Я стоял в начале какой-то улицы, твердо зная, что должен пройти ее до конца. Почему-то я был уверен, что от этого зависит вся моя судьба. Улица вся состояла из развалин. Кое-где остатки домов возвышались, как небольшие холмы, кое-где они совсем обвалились и их засыпало песком и мусором. В иных местах по обломкам стен подымались вверх вьющиеся растения, но рядом виднелись полосы голой, безжизненной земли. Все это освещалось ослепительным полуденным солнцем. Над участками обнаженной земли то здесь, то там я смутно различал слабый желтоватый дымок. В других местах над песком подымалось неясное светло-голубое мерцание — и оно, и дым одинаково пугали меня. Я неуверенно шагнул вперед, стараясь миновать зону ядовитых испарений, но тут внезапно налетел ветер и, оторвав от одной из струек дыма легкое облачко, погнал его прямо навстречу мне. Я снова отскочил назад. Потом я заметил, что далеко впереди голубое мерцание стало ярче, поднялось высоко и вскоре, как стена неяркого пламени, загородило всю улицу. Я оглянулся посмотреть, не произошло ли чего-нибудь подобного и у меня за спиной — ведь тогда путь назад был бы мне тоже отрезан! — но там все оставалось по-старому. Я снова шагнул вперед. Ничего не случилось. Еще шаг. Тут я услышал за спиной короткий треск. Я быстро оглянулся и увидел нечто странное. Камень, на который я только что наступил, весь как бы разрыхлился, покрылся порами и через минуту рассыпался в прах. В воздухе разлился слабый, но неприятный запах. Я стоял неподвижно, не решаясь ни идти вперед, ни оглянуться назад.
И тут я услыхал какие-то невнятные голоса. Я посмотрел в ту сторону и увидел полуразвалившиеся ворота, увитые какими-то растениями. Раньше я их но замечал и сейчас почувствовал облегчение, увидев так близко от себя живую зелень. С обвалившейся каменной лестницы кто-то звал меня подойти поближе. Не помню, как я очутился у ворот, — наверно, собрав все свои силы, перескочил через опасную полосу. Так или иначе я оказался в помещении с полуразрушенными каменными стенами, без потолка. Солнце свободно проникало сюда, и над моей головой колыхались стебли цветов и травы. Никогда еще дом с крышей и прочными стенами не казался мне таким надежным убежищем! От травянистых кочек исходил аромат прогретой солнцем земли и ласковой беспечности, а где-то вдали все еще пели незнакомые голоса.
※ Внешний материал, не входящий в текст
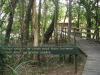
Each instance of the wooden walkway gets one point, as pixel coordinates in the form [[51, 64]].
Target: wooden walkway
[[92, 49]]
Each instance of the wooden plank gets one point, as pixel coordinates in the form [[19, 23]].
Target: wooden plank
[[42, 50]]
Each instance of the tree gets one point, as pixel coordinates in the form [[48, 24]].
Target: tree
[[53, 24], [70, 19], [12, 6], [35, 25], [26, 22]]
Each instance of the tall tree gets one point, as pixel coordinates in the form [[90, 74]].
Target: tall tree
[[27, 21], [53, 24], [12, 6], [70, 19], [35, 25]]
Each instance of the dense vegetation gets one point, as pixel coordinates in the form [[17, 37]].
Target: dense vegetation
[[34, 22]]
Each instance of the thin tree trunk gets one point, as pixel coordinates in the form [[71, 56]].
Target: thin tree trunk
[[35, 25], [12, 5], [97, 24], [39, 19], [88, 17], [56, 19], [26, 22], [49, 31], [70, 19]]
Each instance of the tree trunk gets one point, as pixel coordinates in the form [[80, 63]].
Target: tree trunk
[[53, 24], [49, 31], [26, 22], [39, 19], [70, 19], [97, 23], [88, 17], [35, 25], [12, 5]]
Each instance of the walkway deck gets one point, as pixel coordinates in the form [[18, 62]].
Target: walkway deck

Женщина, которая звала меня с лестницы, была сейчас рядом, и мы обняли друг друга. Я был спасен и, усталый, полный облегчения, хотел заснуть. Она спросила: «Ты останешься со мной?» — «О да, позволь мне остаться», — ответил я и тут же почувствовал, что все мои горести куда-то исчезли и я стал беззаботным, как ребенок. Под ногами я ощущал какую-то влагу и, наклонившись, увидел, что по земляному полу бежит чистый ручей. Это наполнило меня бесконечной благодарностью. «Знаешь, это струится жизнь», — сказала женщина, и в тот же момент я понял, что все что только сон, который рано или поздно кончится. В мыслях я начал искать способ продлить его — и думал так лихорадочно, что от стука собственного сердца тут же проснулся.